Cooperative Institute for Research in Environmental Sciences
Wednesday, December 17, 2025

Overlapping natural hazards worsen U.S. air quality

CIRES researchers find rural Americans face an increased burden when wildfires, floods, or drought occur simultaneously

Smog hangs over a large city
Smog over Los Angeles in 2013.
- Mateusz Kudła/Wikimedia Commons

New CIRES research finds air quality in the United States worsens when natural hazards co-occur, such as when wildfires overlap with droughts or heatwaves. The results show these situations exacerbate existing air quality inequities: rural communities experience disproportionately higher fine particulate matter during simultaneous natural hazards than urban areas do. 

The findings can inform hazard response agencies, air quality managers, and public health researchers aiming to better understand and forecast air pollution risks after disasters, according to Min Gon Chung, a CIRES postdoctoral researcher who will present the work tomorrow, December 18, at the 2025 AGU Annual Meeting in New Orleans. 

“My approach can strengthen early warning tools that can help federal or state agencies and local communities know when and where the air is the most dangerous,” Chung said. 

Nearly half of Americans live in places with unhealthy levels of ozone or particulate matter, according to the American Lung Association’s 2025 State of the Air report. Extreme heat, drought, and wildfires are worsening air pollution across much of the United States, exposing more individuals to pollution that can damage their health. 

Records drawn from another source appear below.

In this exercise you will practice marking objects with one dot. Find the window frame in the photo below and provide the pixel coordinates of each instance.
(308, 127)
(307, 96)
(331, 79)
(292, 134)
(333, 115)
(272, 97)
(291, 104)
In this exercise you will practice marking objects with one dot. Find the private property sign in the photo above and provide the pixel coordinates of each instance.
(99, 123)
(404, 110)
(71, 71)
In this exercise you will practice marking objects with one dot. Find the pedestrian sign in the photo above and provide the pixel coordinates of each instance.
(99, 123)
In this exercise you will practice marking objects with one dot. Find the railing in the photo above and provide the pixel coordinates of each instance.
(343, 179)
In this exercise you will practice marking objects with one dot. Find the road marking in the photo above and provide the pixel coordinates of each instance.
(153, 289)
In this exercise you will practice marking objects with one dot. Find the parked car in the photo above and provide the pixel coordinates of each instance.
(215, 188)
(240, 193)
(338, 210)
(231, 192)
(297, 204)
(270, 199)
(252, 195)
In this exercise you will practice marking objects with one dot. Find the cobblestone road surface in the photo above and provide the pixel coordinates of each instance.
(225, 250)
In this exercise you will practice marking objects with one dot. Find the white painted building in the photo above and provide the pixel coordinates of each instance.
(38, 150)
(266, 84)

In the new study, Chung and his colleagues analyzed how hazards like wildfires, droughts, and floods impacted air quality across the United States from 2014 to 2024. They combined data from regulatory air monitoring stations, low-cost air quality sensors, satellite observations, and NOAA hazard reports to measure changes in fine particulate matter during these events. Fine particulate matter refers to tiny pollution particles (smaller than 2.5 microns) that can penetrate deep into human lungs and enter the bloodstream. 

The findings show the U.S. West experiences much higher hazard-related particulate matter increases than the East, both in urban and rural areas. In addition, fine particulate matter concentrations rise substantially when wildfires occur during heatwaves or droughts, especially in western rural areas. 

Interestingly, the results also show particulate matter pollution doesn’t increase on days when there are major floods but instead rises after the flood recedes. Outdoors, fine particulate matter increases for about a week after a flood, but indoors it stays elevated for about 10 days. The researchers aren’t sure why this happens, but one explanation could be mold growth and dust from dried sediment and building materials after a flood.

Next, the researchers aim to extend their analysis through 2025 and link these hazard-related increases in particulate matter pollution to specific health impacts. 

“Many rural residents work outdoors and live in homes with less protection from fine particulate pollution, so I hope these results will guide practical investments in cleaner air indoors and outdoors for the communities most exposed,” Chung said. 

Chung will present the results tomorrow (Thursday, December 18, 2025) in a poster session from 2:15 to 5:45 pm CST at AGU25. The work has not yet been published.